Von der Warte der Arbeitnehmerschaft aus – und diese vertritt der ASGB – lässt sich eines klar sagen: Wenn die politischen Gruppierungen erfolgreich sein wollen, dann müssen sie besonders auf die Erwartungen und Forderungen der lohn- und gehaltsabhängigen Bevölkerung, der älteren Generation, der Jugend, der Familie, der sozial Schwächeren eingehen und überzeugend beweisen, dass die soziale Dimension in unserer Gesellschaft einen hohen Stellenwert hat. Das erfordert konkrete Maßnahmen.

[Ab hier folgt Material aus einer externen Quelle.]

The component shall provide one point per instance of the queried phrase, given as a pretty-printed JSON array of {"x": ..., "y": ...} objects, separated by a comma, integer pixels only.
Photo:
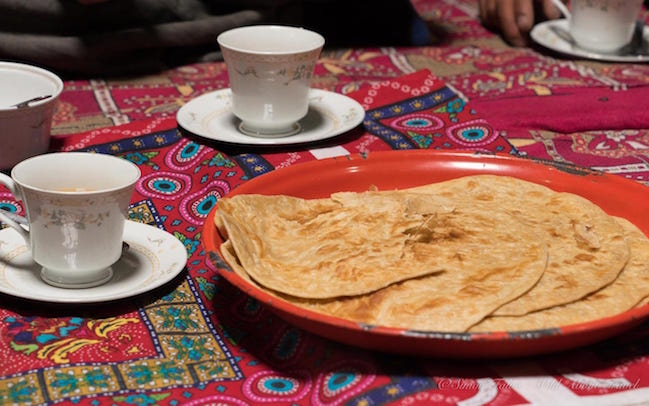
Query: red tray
[{"x": 402, "y": 169}]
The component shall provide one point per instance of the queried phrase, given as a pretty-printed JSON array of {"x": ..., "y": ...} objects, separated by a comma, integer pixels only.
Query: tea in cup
[
  {"x": 270, "y": 69},
  {"x": 76, "y": 205},
  {"x": 27, "y": 100},
  {"x": 603, "y": 26}
]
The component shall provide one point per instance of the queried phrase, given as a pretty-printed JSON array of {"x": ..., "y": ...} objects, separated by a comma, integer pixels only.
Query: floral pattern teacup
[
  {"x": 76, "y": 205},
  {"x": 270, "y": 69},
  {"x": 603, "y": 26}
]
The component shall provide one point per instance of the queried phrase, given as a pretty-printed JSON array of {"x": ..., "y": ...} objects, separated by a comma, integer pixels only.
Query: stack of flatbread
[{"x": 479, "y": 253}]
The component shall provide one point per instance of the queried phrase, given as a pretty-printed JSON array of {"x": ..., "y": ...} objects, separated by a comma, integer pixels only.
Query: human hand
[{"x": 515, "y": 18}]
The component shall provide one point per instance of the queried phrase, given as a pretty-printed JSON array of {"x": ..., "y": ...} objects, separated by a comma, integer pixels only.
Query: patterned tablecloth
[{"x": 198, "y": 340}]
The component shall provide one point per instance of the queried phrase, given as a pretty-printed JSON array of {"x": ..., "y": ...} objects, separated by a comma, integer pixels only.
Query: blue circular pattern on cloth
[
  {"x": 7, "y": 206},
  {"x": 165, "y": 185},
  {"x": 278, "y": 385}
]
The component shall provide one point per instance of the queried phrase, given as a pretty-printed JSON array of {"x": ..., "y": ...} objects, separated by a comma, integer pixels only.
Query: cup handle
[
  {"x": 562, "y": 7},
  {"x": 13, "y": 220}
]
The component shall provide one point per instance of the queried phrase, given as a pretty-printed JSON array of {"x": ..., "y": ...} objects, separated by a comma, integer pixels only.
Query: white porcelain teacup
[
  {"x": 270, "y": 69},
  {"x": 76, "y": 205},
  {"x": 25, "y": 128},
  {"x": 603, "y": 26}
]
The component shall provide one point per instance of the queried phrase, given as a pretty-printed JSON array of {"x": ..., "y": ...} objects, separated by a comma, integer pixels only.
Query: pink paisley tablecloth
[{"x": 200, "y": 341}]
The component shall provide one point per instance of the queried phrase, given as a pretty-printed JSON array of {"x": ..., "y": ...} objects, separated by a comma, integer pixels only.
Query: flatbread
[
  {"x": 444, "y": 302},
  {"x": 627, "y": 291},
  {"x": 586, "y": 247},
  {"x": 357, "y": 243}
]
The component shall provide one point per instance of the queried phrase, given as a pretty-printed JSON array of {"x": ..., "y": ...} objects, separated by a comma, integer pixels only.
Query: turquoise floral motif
[
  {"x": 452, "y": 108},
  {"x": 141, "y": 213},
  {"x": 220, "y": 161},
  {"x": 177, "y": 318},
  {"x": 191, "y": 348},
  {"x": 19, "y": 393},
  {"x": 208, "y": 288},
  {"x": 141, "y": 158},
  {"x": 191, "y": 244}
]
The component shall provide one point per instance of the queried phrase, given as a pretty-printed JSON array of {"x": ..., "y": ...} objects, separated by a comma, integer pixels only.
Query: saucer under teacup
[
  {"x": 329, "y": 114},
  {"x": 265, "y": 133},
  {"x": 555, "y": 35},
  {"x": 153, "y": 258},
  {"x": 98, "y": 278}
]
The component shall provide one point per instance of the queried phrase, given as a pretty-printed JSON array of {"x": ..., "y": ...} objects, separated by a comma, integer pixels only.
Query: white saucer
[
  {"x": 554, "y": 34},
  {"x": 210, "y": 116},
  {"x": 153, "y": 258}
]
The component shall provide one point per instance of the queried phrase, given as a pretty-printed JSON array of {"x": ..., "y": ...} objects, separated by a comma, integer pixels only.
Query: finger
[
  {"x": 524, "y": 14},
  {"x": 508, "y": 24},
  {"x": 488, "y": 12},
  {"x": 550, "y": 10}
]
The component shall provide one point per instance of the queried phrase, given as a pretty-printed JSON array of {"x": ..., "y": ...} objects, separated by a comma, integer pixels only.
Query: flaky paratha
[
  {"x": 445, "y": 302},
  {"x": 628, "y": 289},
  {"x": 357, "y": 243},
  {"x": 587, "y": 248}
]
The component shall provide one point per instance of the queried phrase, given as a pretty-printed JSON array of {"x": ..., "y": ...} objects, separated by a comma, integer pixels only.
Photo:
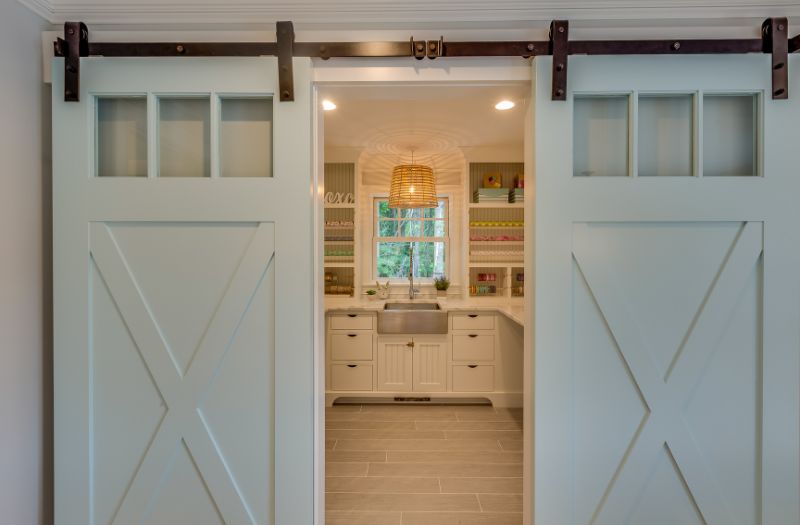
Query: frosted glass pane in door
[
  {"x": 184, "y": 137},
  {"x": 730, "y": 135},
  {"x": 246, "y": 137},
  {"x": 121, "y": 137},
  {"x": 600, "y": 136},
  {"x": 665, "y": 135}
]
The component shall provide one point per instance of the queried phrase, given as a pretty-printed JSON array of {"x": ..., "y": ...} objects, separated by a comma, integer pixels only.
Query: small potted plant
[{"x": 442, "y": 283}]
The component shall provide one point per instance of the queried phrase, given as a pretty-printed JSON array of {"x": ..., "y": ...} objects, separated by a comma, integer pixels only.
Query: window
[{"x": 397, "y": 230}]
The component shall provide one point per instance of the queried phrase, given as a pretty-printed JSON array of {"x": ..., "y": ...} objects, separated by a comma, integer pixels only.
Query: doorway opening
[{"x": 424, "y": 387}]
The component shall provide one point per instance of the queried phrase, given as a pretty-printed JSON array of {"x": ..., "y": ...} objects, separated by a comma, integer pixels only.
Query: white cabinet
[
  {"x": 352, "y": 321},
  {"x": 413, "y": 363},
  {"x": 395, "y": 364},
  {"x": 351, "y": 377},
  {"x": 351, "y": 345},
  {"x": 473, "y": 321},
  {"x": 471, "y": 358},
  {"x": 473, "y": 347},
  {"x": 351, "y": 352},
  {"x": 430, "y": 363}
]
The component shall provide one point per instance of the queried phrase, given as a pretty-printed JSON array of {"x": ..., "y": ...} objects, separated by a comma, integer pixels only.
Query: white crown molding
[{"x": 355, "y": 13}]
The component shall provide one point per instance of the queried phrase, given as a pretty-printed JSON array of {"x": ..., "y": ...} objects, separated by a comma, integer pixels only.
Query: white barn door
[
  {"x": 667, "y": 301},
  {"x": 183, "y": 294}
]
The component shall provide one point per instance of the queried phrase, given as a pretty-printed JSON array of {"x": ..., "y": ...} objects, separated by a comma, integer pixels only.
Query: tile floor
[{"x": 423, "y": 465}]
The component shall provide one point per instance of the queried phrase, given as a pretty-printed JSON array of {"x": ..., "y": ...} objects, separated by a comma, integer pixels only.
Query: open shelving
[
  {"x": 496, "y": 242},
  {"x": 340, "y": 229}
]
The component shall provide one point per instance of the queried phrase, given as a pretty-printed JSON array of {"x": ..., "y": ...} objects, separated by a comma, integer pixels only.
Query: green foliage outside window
[{"x": 399, "y": 229}]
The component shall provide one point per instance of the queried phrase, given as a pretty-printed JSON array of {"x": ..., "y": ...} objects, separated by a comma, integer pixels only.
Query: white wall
[{"x": 25, "y": 312}]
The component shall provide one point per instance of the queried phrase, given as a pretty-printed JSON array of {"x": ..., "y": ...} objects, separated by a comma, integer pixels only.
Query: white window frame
[{"x": 376, "y": 239}]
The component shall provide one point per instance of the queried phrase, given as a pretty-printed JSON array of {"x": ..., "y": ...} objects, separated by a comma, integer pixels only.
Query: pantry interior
[{"x": 419, "y": 419}]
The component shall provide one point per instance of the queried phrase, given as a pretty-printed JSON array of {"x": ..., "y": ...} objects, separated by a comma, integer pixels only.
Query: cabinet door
[
  {"x": 394, "y": 364},
  {"x": 430, "y": 364}
]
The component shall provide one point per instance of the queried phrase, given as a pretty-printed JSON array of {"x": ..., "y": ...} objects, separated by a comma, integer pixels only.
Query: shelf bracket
[
  {"x": 559, "y": 48},
  {"x": 285, "y": 55},
  {"x": 775, "y": 38}
]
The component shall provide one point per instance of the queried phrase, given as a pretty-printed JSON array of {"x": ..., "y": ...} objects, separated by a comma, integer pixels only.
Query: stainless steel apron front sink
[{"x": 412, "y": 318}]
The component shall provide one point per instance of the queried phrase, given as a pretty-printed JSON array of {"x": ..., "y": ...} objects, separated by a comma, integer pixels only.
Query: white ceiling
[
  {"x": 444, "y": 13},
  {"x": 442, "y": 125}
]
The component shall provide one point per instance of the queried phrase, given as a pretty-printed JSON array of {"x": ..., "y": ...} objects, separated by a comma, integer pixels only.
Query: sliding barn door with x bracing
[
  {"x": 183, "y": 294},
  {"x": 667, "y": 265}
]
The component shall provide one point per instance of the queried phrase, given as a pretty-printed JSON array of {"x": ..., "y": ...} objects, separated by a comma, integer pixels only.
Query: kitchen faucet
[{"x": 411, "y": 290}]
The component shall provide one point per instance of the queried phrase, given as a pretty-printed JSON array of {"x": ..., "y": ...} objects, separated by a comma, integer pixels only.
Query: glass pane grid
[
  {"x": 601, "y": 125},
  {"x": 245, "y": 137},
  {"x": 184, "y": 136},
  {"x": 730, "y": 134},
  {"x": 665, "y": 135},
  {"x": 121, "y": 136}
]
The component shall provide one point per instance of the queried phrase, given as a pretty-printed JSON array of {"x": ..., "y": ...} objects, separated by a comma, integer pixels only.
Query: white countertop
[{"x": 513, "y": 310}]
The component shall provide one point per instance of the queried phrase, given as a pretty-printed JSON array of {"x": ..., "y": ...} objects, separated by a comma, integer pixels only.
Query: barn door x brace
[{"x": 774, "y": 40}]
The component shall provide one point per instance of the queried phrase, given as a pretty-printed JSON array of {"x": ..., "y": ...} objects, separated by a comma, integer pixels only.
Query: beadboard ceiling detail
[
  {"x": 445, "y": 127},
  {"x": 352, "y": 13}
]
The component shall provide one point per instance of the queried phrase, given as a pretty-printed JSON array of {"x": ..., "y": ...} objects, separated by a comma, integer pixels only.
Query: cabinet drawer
[
  {"x": 361, "y": 321},
  {"x": 473, "y": 378},
  {"x": 473, "y": 347},
  {"x": 351, "y": 377},
  {"x": 473, "y": 321},
  {"x": 351, "y": 346}
]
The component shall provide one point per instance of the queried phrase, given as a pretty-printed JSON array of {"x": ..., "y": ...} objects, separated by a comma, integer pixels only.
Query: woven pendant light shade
[{"x": 413, "y": 186}]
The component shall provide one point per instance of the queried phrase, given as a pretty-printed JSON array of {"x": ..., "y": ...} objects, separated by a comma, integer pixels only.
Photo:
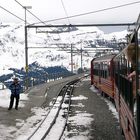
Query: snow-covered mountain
[{"x": 12, "y": 46}]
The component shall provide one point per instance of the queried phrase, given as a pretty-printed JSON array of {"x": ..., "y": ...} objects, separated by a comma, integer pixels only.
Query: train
[{"x": 111, "y": 75}]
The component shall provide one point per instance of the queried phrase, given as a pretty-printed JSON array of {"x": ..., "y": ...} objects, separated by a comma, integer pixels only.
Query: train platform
[{"x": 91, "y": 116}]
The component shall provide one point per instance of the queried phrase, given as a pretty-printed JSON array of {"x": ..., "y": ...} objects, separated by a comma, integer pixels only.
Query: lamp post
[{"x": 26, "y": 48}]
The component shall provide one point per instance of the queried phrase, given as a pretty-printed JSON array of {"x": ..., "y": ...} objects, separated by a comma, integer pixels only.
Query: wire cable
[
  {"x": 30, "y": 12},
  {"x": 92, "y": 12},
  {"x": 12, "y": 13},
  {"x": 33, "y": 15}
]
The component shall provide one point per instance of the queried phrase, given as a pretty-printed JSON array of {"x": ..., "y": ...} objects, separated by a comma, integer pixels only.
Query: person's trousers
[{"x": 12, "y": 101}]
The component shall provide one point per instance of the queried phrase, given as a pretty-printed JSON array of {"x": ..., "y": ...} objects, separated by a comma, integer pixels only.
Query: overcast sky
[{"x": 53, "y": 9}]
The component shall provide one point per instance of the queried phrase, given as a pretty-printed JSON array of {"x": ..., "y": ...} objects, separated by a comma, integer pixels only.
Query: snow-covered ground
[{"x": 80, "y": 118}]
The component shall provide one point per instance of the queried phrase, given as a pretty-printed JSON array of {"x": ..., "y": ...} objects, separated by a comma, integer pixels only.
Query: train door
[{"x": 137, "y": 119}]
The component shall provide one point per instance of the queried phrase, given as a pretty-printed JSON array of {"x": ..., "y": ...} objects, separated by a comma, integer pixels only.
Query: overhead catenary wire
[
  {"x": 12, "y": 13},
  {"x": 92, "y": 12},
  {"x": 33, "y": 15},
  {"x": 30, "y": 12}
]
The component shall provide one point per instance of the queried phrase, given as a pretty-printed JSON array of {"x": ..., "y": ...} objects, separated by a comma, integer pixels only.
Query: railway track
[{"x": 56, "y": 118}]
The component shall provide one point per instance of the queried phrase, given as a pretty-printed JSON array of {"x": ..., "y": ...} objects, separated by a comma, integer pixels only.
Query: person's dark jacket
[{"x": 15, "y": 88}]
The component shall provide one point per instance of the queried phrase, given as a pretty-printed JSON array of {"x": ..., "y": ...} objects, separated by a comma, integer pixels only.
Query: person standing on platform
[{"x": 15, "y": 88}]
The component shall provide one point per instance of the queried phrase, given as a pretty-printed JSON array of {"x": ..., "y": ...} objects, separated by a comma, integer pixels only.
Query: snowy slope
[{"x": 12, "y": 47}]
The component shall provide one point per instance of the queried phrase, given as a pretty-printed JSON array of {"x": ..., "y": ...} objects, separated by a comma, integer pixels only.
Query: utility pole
[
  {"x": 71, "y": 58},
  {"x": 26, "y": 49}
]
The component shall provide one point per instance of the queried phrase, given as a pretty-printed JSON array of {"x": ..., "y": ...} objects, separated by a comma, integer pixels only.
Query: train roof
[{"x": 107, "y": 57}]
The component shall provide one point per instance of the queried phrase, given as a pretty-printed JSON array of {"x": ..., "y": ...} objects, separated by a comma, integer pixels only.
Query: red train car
[
  {"x": 102, "y": 74},
  {"x": 109, "y": 74}
]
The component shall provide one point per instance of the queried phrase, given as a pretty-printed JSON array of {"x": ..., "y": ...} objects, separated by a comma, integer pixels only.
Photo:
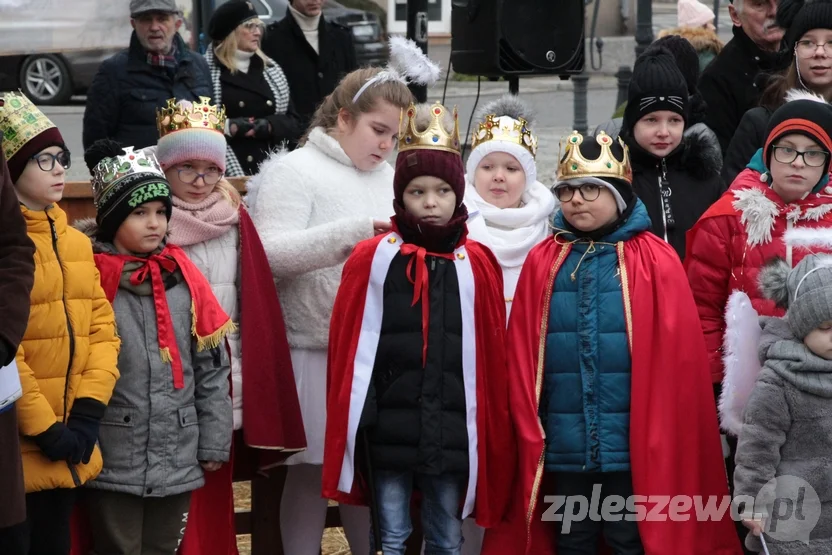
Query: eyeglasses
[
  {"x": 787, "y": 155},
  {"x": 254, "y": 24},
  {"x": 189, "y": 176},
  {"x": 46, "y": 161},
  {"x": 589, "y": 192},
  {"x": 807, "y": 48}
]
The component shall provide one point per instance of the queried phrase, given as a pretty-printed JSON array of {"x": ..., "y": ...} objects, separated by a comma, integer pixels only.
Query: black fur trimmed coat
[{"x": 694, "y": 183}]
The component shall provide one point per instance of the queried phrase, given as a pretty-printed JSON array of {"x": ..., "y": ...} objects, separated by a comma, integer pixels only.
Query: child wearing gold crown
[
  {"x": 211, "y": 224},
  {"x": 610, "y": 392},
  {"x": 170, "y": 416},
  {"x": 67, "y": 359},
  {"x": 417, "y": 381}
]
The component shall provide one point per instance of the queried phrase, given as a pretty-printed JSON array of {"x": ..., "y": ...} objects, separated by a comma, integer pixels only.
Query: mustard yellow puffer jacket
[{"x": 70, "y": 348}]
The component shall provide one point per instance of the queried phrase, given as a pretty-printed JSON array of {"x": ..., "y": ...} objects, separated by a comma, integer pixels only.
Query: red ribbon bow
[
  {"x": 421, "y": 285},
  {"x": 169, "y": 349}
]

Eine solche konkrete Maßnahme ist die gesetzliche Einführung der Pflegesicherung, eine politische Initiative auf gutem Wege. Daneben gibt es eine ganze Reihe anderer Erfordernisse: Den laufenden Preissteigerungen in allen Bereichen des Lebens der Bevölkerung muss Einhalt geboten werden. Wir wiederholen es nicht oft genug, dass die Kaufkraft von Löhnen und Gehältern weiter sinkt, während die Unternehmensgewinne in den meisten Sparten der Wirtschaft weiter steigen. Das ist ein Zustand, welcher mit einer ausgewogenen Sozialpolitik nicht im Einklang steht und deshalb große Anstrengungen seitens der Sozialpartner und der Politik erfordert. Es muss eine neue, gerechte Einkommensdynamik geben, der allen Menschen dieses Landes die Beteiligung am wirtschaftlichen und sozialen Fortschritt gewährleistet. Die Politik darf nicht vergessen, dass in den kommenden Wintermonaten die Energiekosten schwer auf der Bevölkerung lasten werden und dass dem „kalten Klima" nicht durch „soziale Kälte" zusätzliche Härte gegeben wird, sondern rechtzeitig Maßnahmen ergriffen werden. Es gibt einige Wirtschaftssektoren, etwa die Bauwirtschaft, in der die Krise fühlbar geworden ist. Krise bedeutet Probleme für die Betriebe, bedeutet aber vor allem Probleme für die Mitarbeiter. Mit einer echten Sozialpolitik ist es nicht vereinbar, dass arbeitende Menschen mit ihren Problemen allein gelassen werden.
Hier kann die Politik einiges tun. Ein Weiteres können die Sozialpartner tun, wenn sie sich rechtzeitig zusammen finden und gemeinsam entscheiden, was zu geschehen hat, um eine echte Sozialpolitik zu stärken. Die Wählerschaft, die zu rund siebzig Prozent aus der lohnabhängigen Bevölkerung und aus den Rentnern kommt, wird die Entwicklung der kommenden Monate sehr aufmerksam beobachten und sich ein Urteil bilden. Für sie gelten nicht schöne Worte und Versprechungen, sondern konkrete Taten und Leistungen für soziale Gerechtigkeit, sozialen Frieden und gemeinsamen Fortschritt.